Hand crafted

Software that may give manufacturers a better grip on industrial processes is being developed by researchers at Portsmouth and China’s Shanghai Jiao Tong universities.

It will be used to create a perfect robotic hand capable of recreating the human hand’s range of movement and level of control. The researchers hope it will give a greater level of flexibility and control in manufacturing.

They also hope to integrate a brain computer interface (BCI) to allow the technology to be used as a prosthetic, giving severely disabled people and paraplegics the ability to perform everyday actions.

‘This project is very challenging,’ said Dr Honghai Liu, senior lecturer at Portsmouth University’s Institute of Industrial Research. ‘At the moment we are developing a framework and the data has been very positive. We want to develop a proper algorithm and use it in the hardware.

‘A robotic hand which can perform tasks with the dexterity of a human hand is one of the ‘Holy Grails’ of science. We are talking about having a super high-level control of a robotic device. Nothing which exists today even comes close.’

The team used motion capture to collect data about the way human hands move. A cyber glove, covered in sensors, was filmed by eight high-resolution charge-coupled device cameras with infrared illumination and measurement accuracy of up to a few millimetres.

Using artificial intelligence based on fuzzy qualitative reasoning and spiking neural networks, the software will be able to analyse the movement of the human hand using the data collected. This combination allows a symbolic description of human movement to control modules in a numeric form.

Qualitative reasoning can represent the grasp and manipulation skills of the human hand while the spiking neural network — the so-called third generation of neural networks that increase the level of realism in a neural simulation — can convert the qualitative description for the robotic control modules.

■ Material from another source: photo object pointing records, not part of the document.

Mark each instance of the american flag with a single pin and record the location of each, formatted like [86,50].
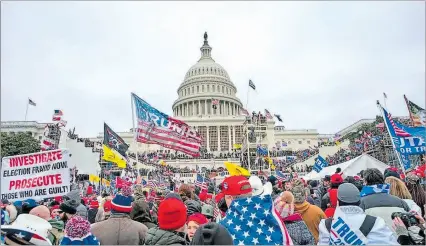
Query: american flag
[156,127]
[152,184]
[268,115]
[254,221]
[398,131]
[201,182]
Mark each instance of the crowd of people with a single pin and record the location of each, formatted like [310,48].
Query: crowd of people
[370,208]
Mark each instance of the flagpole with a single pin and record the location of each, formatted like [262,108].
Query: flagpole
[26,111]
[384,100]
[133,129]
[393,144]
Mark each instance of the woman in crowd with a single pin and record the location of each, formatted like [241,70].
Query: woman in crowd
[299,232]
[417,191]
[193,223]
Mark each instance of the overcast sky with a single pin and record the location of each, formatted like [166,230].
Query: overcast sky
[320,65]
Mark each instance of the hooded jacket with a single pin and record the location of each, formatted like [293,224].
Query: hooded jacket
[298,230]
[383,205]
[81,209]
[312,215]
[380,234]
[119,229]
[157,236]
[140,213]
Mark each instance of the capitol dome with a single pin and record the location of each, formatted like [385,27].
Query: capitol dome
[206,84]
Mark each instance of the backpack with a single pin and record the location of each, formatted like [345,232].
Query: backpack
[365,228]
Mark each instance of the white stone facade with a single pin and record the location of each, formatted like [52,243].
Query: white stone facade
[220,128]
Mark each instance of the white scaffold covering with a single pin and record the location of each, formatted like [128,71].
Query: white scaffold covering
[349,168]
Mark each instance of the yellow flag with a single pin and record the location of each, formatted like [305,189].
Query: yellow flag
[94,178]
[237,146]
[235,170]
[106,182]
[113,156]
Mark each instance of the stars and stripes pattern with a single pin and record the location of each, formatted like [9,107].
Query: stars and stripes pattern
[201,182]
[254,221]
[268,114]
[156,127]
[399,132]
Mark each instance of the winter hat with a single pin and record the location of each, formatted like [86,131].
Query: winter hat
[69,207]
[171,214]
[212,234]
[391,172]
[122,203]
[34,230]
[218,197]
[41,211]
[77,232]
[412,179]
[173,195]
[299,193]
[204,196]
[336,179]
[198,218]
[207,210]
[107,206]
[348,193]
[236,185]
[94,203]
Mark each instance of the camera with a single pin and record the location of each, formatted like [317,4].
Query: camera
[407,218]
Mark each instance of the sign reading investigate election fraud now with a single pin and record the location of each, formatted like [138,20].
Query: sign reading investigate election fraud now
[42,175]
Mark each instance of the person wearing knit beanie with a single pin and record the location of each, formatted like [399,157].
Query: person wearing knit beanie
[171,215]
[119,228]
[77,232]
[212,234]
[194,222]
[171,224]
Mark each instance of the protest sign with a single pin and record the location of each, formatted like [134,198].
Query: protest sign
[42,175]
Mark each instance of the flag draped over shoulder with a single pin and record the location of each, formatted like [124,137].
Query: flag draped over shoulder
[254,221]
[114,147]
[156,127]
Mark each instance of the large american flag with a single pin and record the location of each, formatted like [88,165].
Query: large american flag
[398,131]
[156,127]
[254,221]
[200,182]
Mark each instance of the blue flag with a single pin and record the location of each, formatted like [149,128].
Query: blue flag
[253,221]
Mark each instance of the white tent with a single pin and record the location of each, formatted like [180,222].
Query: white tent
[349,168]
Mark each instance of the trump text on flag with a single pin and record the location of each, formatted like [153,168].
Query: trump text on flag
[41,175]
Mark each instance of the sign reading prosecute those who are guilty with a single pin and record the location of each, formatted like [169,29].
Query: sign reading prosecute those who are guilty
[36,175]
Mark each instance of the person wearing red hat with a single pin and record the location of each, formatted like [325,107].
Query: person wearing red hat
[193,223]
[235,187]
[171,224]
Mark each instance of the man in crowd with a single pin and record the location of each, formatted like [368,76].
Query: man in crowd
[351,226]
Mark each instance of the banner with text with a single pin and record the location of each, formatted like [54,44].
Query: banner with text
[42,175]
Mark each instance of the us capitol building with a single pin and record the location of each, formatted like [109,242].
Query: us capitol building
[220,128]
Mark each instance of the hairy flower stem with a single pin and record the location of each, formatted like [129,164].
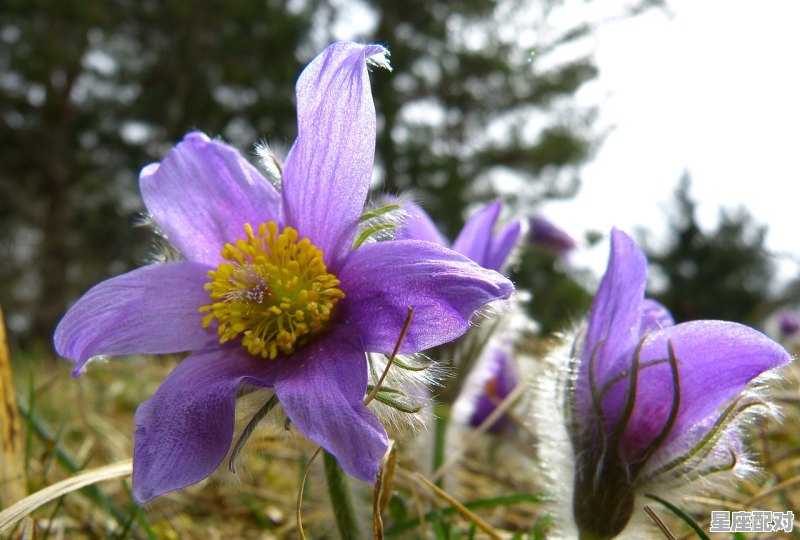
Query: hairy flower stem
[340,499]
[603,500]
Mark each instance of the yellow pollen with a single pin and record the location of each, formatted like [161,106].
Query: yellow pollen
[274,291]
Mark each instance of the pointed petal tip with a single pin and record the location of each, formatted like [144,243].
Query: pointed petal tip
[378,56]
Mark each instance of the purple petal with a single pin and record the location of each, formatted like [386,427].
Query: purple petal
[616,316]
[322,388]
[716,361]
[203,193]
[444,288]
[475,239]
[184,431]
[543,233]
[328,171]
[151,310]
[502,245]
[419,226]
[655,317]
[499,381]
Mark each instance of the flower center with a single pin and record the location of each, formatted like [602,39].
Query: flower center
[275,291]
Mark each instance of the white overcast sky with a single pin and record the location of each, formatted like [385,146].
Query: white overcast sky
[713,89]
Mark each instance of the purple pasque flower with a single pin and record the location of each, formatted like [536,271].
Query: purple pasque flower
[653,402]
[788,323]
[477,239]
[271,292]
[543,233]
[492,380]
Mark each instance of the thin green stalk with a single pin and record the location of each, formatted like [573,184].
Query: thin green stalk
[441,419]
[340,500]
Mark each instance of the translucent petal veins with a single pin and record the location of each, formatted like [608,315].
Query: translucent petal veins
[274,291]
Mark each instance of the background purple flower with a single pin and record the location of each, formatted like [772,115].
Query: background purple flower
[653,400]
[542,233]
[497,379]
[477,239]
[201,196]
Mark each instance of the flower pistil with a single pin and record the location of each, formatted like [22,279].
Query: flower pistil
[274,291]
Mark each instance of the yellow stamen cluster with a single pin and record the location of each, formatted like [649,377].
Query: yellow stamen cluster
[275,292]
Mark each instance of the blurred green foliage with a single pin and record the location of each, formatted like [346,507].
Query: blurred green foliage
[92,90]
[725,274]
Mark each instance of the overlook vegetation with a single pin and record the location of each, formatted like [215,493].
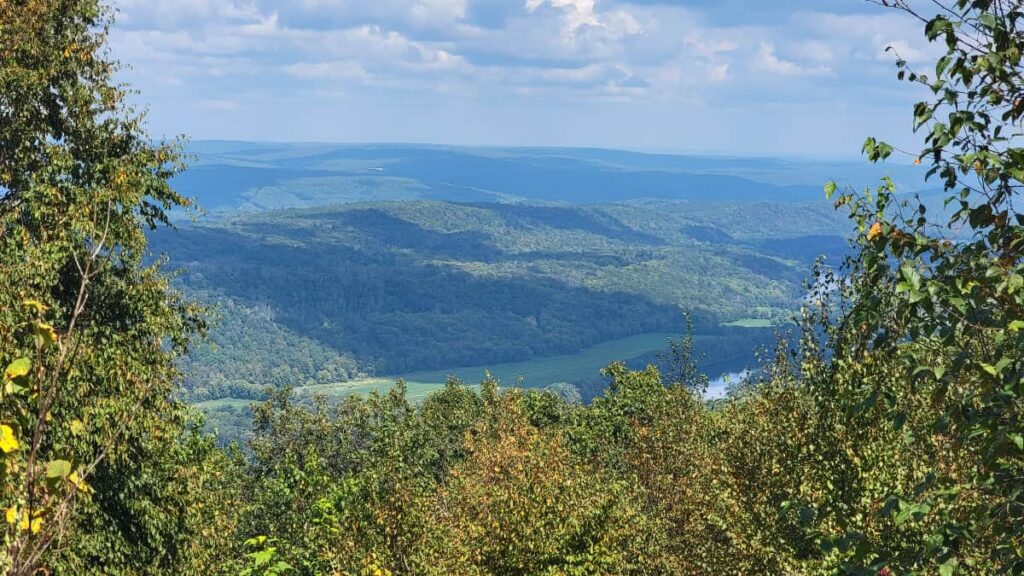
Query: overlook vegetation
[885,436]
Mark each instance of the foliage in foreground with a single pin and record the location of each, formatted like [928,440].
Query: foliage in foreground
[888,441]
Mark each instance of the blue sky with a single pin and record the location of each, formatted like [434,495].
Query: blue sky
[765,77]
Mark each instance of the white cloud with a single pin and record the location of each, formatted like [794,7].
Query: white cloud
[766,60]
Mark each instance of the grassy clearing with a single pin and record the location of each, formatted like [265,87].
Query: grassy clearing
[539,372]
[751,323]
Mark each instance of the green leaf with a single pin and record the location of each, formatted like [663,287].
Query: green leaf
[17,369]
[57,469]
[1017,439]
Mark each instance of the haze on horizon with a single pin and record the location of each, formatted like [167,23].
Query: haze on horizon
[805,78]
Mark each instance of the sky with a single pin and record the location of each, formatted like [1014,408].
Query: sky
[806,78]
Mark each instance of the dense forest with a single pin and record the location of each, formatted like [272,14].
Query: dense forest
[399,287]
[885,437]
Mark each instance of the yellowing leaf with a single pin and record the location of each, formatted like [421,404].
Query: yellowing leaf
[17,369]
[875,232]
[8,442]
[46,333]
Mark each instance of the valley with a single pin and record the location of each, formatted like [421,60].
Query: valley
[338,270]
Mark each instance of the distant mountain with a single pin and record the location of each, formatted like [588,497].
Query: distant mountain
[251,176]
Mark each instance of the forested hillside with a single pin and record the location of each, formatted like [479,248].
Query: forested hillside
[883,436]
[255,176]
[399,287]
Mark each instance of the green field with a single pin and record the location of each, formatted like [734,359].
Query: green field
[568,368]
[538,373]
[751,323]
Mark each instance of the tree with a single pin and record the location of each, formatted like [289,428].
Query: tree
[88,330]
[945,298]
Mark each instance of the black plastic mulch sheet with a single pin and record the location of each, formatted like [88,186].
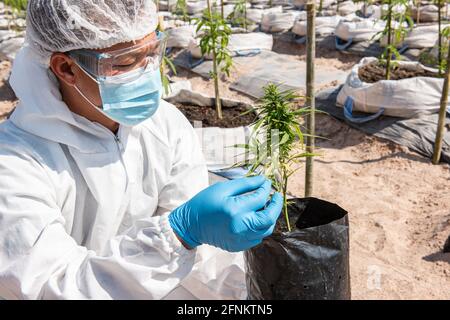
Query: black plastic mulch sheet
[418,134]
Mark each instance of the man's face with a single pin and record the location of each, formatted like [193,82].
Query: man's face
[124,62]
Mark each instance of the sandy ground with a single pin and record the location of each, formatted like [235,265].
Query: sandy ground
[399,203]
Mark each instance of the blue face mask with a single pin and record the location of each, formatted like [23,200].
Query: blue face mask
[129,98]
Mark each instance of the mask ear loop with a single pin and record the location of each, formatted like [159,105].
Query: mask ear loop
[81,93]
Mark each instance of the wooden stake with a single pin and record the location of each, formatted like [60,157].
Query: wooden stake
[310,94]
[389,51]
[442,115]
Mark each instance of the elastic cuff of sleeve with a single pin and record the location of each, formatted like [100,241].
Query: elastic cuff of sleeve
[177,230]
[169,234]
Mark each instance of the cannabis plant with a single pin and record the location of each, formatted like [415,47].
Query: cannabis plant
[181,10]
[395,31]
[214,41]
[275,135]
[239,14]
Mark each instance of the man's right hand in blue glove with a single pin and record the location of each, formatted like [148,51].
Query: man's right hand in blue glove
[229,215]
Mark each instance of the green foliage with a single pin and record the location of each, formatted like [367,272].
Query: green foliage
[167,62]
[215,39]
[19,5]
[275,134]
[395,31]
[239,15]
[181,10]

The software will also be able to learn the movements using a parametric knowledge base. Imitation learning and reasoning will be used to train the parameters. The team expects the spiking neural network will be able to store human hand motion habits, which will allow the hardware to learn and copy the complex and subtle movements of a human hand.

With the correct control mechanism Liu believes the technology could be used to help those without full use of their arms regain their independence. ‘Eventually what we would like to see is how we can control it using human brain signals,’ added Liu. ‘We are discussing using a BCI with people at Southampton University. It could then be used to assist people at home for everyday life.’

The technology also has potential in many other fields, including manufacturing and medicine. Delicate operations that require a light touch and fine movements could be automated, enabling robotics to handle fragile objects and complete more complicated tasks.

The hands could be used in a manufacturing environment to perform tasks previously thought too fiddly for machines but without specificity, giving them the versatility to perform a variety of tasks.

‘Humans move efficiently and effectively in a continuous flowing motion, something we have perfected over generations of evolution and which we all learn to do as babies,’ said Prof Xiangyang Zhu from the Robotics Institute at Shanghai Jiao Tong University. ‘Developments in science mean we will all teach robots to move in the same way.’

Although Liu believes the technology has great potential, at this early stage the team is concentrating on the development process with no predicted time scale and no industrial partners yet involved.

‘I cannot give a date,’ said Liu. ‘Though our partner, Prof Zhu, has got good results from this part of the research. We really want to see how good the performance is before getting companies involved. Then we can choose companies based on the importance of the technology.’